O novo gigante dos sete mares

Recém-chegado ao Rio, o Atlântico, o porta-helicópteros da Marinha, comporta números oceânicos

Por Celina Côrtes

O convés do navio de 203m

Há uma cidade ancorada na Ilha das Cobras, no Arsenal de Marinha, desde 25 de agosto. Trata-se do porta-helicópteros de múltiplo emprego PHM A-140 Atlântico, navio gigante de 203 metros de comprimento — tamanho correspondente a dois campos de futebol —, com altura do passadiço equivalente a um prédio de 14 andares e capacidade para operar simultaneamente até sete helicópteros. A embarcação foi adquirida do Reino Unido, em dezembro do ano passado, pela Diretoria de Material da Marinha do Brasil, por 84,6 milhões de libras, cerca de R$ 450 milhões no câmbio atual, que serão quitados em parcelas. Até o fim do ano, o Atlântico será deslocado para um píer no Rio de Janeiro, onde será aberto à visitação.

Em junho, para facilitar a participação da Rainha Elizabeth — até então madrinha de honra da embarcação, que se chamava Lady’s Sponcer — na cerimônia de passagem da posse do navio para o Brasil, os ingleses chegaram a rebaixar portas estanque da embarcação, que limitam os espaços internos com vedação absoluta, para evitar que sua majestade tivesse de levantar os joelhos.

Cada um dos quatro geradores do navio, com potência de 2.000 kW, tem capacidade para iluminar uma cidade pequena.
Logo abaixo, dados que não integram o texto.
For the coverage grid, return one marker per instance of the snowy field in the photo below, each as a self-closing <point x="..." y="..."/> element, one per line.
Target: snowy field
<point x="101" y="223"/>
Esses números superlativos são extensivos à capacidade da embarcação, que dispõe de 1.100 camas superpostas em três níveis nas cabines, para acomodar a tripulação de 432 pessoas, cuja capacidade pode ser ampliada para outros 400 e mais 800 fuzileiros navais, chegando a 1.632 pessoas. Um radar de busca combinada 997-3D Artisan abrange um raio de até 250 km, e dois motores de propulsão, com potência de 9.500 Hp, que contribuem para o estável deslocamento das quase 22 toneladas do navio, ampliado pela presença de dois estabilizadores laterais usados para as operações aéreas. Além da tripulação e dos helicópteros — provenientes da força aérea naval, localizada em São Pedro da Aldeia, na Região dos lagos —, que pousam no convoo [convés de voo] revestido de tinta especial para permitir atrito e evitar derrapagens, o Atlântico transporta um milhão e meio de litros de diesel marinho e outro milhão e meio de litros de combustível aéreo, tudo isso, a uma velocidade média de 16 nós por hora, que correspondem a 30 km horários.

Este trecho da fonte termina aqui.